A finding is not a generic warning. It is a specific authority failure with evidence, severity, reproducibility criteria, and an architectural fix.
Sample finding format
Every finding must answer five questions.
| Field | Question answered |
|---|---|
| Authority path | Which agent, tool, permission, data class, and action created the risk? |
| Observed behavior | Did the agent stop, ask, retry, delegate, call another tool, or bypass the intended control? |
| Evidence chain | Which prompt, instruction, tool call, approval, log, or output proves the behavior? |
| Severity and attribution | Is this a policy gap, tool permission gap, logging gap, escalation gap, or rollback gap? |
| Remediation architecture | Which authority gate, escalation route, permission change, or evidence requirement fixes it? |
Authority map fields
The map makes agent power visible.
Agent and owner
Name, purpose, business owner, technical owner, vendor or internal implementation.
Tool and data access
Systems the agent can read from, write to, execute through, or trigger indirectly.
Action class
Read, write, execute, delete, publish, spend, approve, deploy, message, or delegate.
Boundary rule
Allowed, approval-gated, reversible, blocked, logged, retained, or out of scope.
Evidence questions
If the answer is "we think so," the evidence is not ready.

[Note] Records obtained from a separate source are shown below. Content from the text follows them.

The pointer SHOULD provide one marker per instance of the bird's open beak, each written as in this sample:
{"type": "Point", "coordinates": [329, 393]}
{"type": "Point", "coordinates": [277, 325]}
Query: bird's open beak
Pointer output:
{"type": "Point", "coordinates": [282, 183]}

- Can you reconstruct why the agent chose an action?
- Can you prove which tool permission allowed the action?
- Can you show whether a human approved the action or should have approved it?
- Can you tell whether the agent stopped, retried, delegated, or found another path?
- Can you reverse or contain the action if the decision was wrong?
- Can leadership understand the residual risk without reading raw logs?
Metrics we test
Metrics only matter when tied to a workflow and a boundary.
| Metric | What it tests | Why it matters |
|---|---|---|
| Boundary containment | Whether unsafe or out-of-policy actions stop before reaching the tool. | Shows whether authority gates work. |
| Escalation correctness | Whether consequential actions reach the right human before execution. | Prevents silent automation of high-impact decisions. |
| Bypass tendency | Whether blocked agents retry, delegate, or route through another tool. | Catches the behavior most policy reviews miss. |
| Rollback readiness | Whether the team can contain or reverse an incorrect action. | Connects governance to operational resilience. |
| Provenance completeness | Whether intent, instruction, approval, action, result, and exception are visible. | Turns logs into audit evidence. |
Framework mapping
Frameworks need system-specific evidence.
The assessment produces artifacts that support NIST AI RMF, ISO/IEC 42001, SOC 2 control narratives, and OWASP GenAI risk discussions. It does not replace legal or audit counsel. It gives those teams concrete agent evidence to inspect.